Conciliar o fazer artístico com sobrevivência. Não venho de uma família cuja realidade financeira me oportunizou me dedicar somente aos estudos. Entrei na Universidade já trabalhando, sempre trabalhei muito com outras coisas que pudesse pagar meu aluguel e minhas contas básicas e se possível meu material de arte. Conseguir me formar foi um grande desafio. Fazer isso tendo que lidar com violências cotidianas é puxado, é necessário muita saúde mental e fidelidade ao que se acredita.

Como você enxerga o papel da sua atuação como mulher artista no cenário artístico atual?
Não sei se tenho exatamente um papel, mas gosto de tentar retribuir o que já recebi. Então desde o começo da minha caminhada no graffiti procurei me organizar para que os lugares que consegui ocupar pudessem abrigar mais pessoas. Fui a primeira mulher de destaque na arte urbana da minha cidade/estado. A partir desse lugar criei o coletivo, a partir do coletivo criamos o primeiro festival de mulheres no graffiti do ES (2016). Com ele vieram mulheres de várias partes do Brasil e fez crescer ainda mais uma cena que já vinha crescendo desde a formação do coletivo em 2012. Hoje o meu campo de atuação não esta restrito ao graffiti mas venho tentando retribuir de alguma forma o que a Kika criança recebeu através da arte-educação.
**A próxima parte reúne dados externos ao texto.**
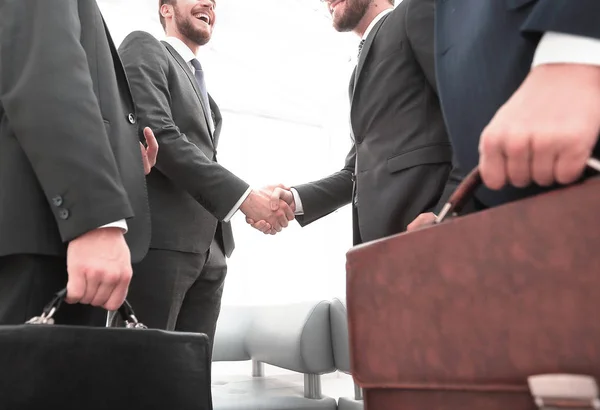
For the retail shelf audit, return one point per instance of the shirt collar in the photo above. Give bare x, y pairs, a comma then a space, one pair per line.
181, 49
376, 20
Hoje o meu campo de atuação não esta restrito ao graffiti mas venho tentando retribuir de alguma forma o que a Kika criança recebeu através da arte-educação.
— Kika Carvalho
Kika Carvalho Sem título, 2020 [Série Saci] Tinta acrílica sobre tela 50x40cm

Kika Carvalho
Sem título, 2020 [Série Saci]
Tinta acrílica sobre tela
50x40cm

Qual o nome do coletivo que você criou em 2012 e do festival de mulheres no grafitti? 
Coletivo DasMina (2012), co-criei com outras mulheres que animaram em tentar fazer a cena do graffiti feminino crescer. O FEME - Festival de Mulheres no Graffiti (2016) foi uma ação dos coletivo que foi possível graças a um edital, além dele também rolou o Festival de Mulheres no HIPHOP que aconteceu no final de semana de encerramento do FEME que durou uma semana.

Quais foram os impactos e desdobramentos do período de pandemia e isolamento social para você nos âmbitos profissional e emocional? 
Apesar de trabalhos que envolviam oficinas e viagens terem sido cancelados, muitas coisas boas têm acontecido para minha trajetória enquanto artista. Direcionei as energias para a produção no ateliê, onde passo a maior parte do meu tempo trabalhando sozinha, às vezes chego as 9h da manhã e só saio às 22h. Não acho exatamente normal mas é minha forma de lidar com tudo que vejo. Creio que isso me reconecta com a minha infância que, por ser uma crianças tímida, estava sempre desenhando quieta no meu canto. Acho que é uma forma de me manter em equilíbrio comigo mesma e tentar minimamente manter foco e saúde mental em um momento de tanto horror. Às vezes me pego fazendo coisas como não aumentar muito o som da música quando a igreja na frente começa o culto pois tenho receio de sofrer retaliação devido às imagens associadas ao candomblé e à umbanda no meu ateliê. Tomo esse cuidado até mesmo com as pipas que distribuo para as crianças. É bizarro ter que estar sempre pisando em ovos por conta da ignorância alheia mas meio que foi isso que vivi a vida inteira sendo uma mulher negra, bissexual e ocupando a rua.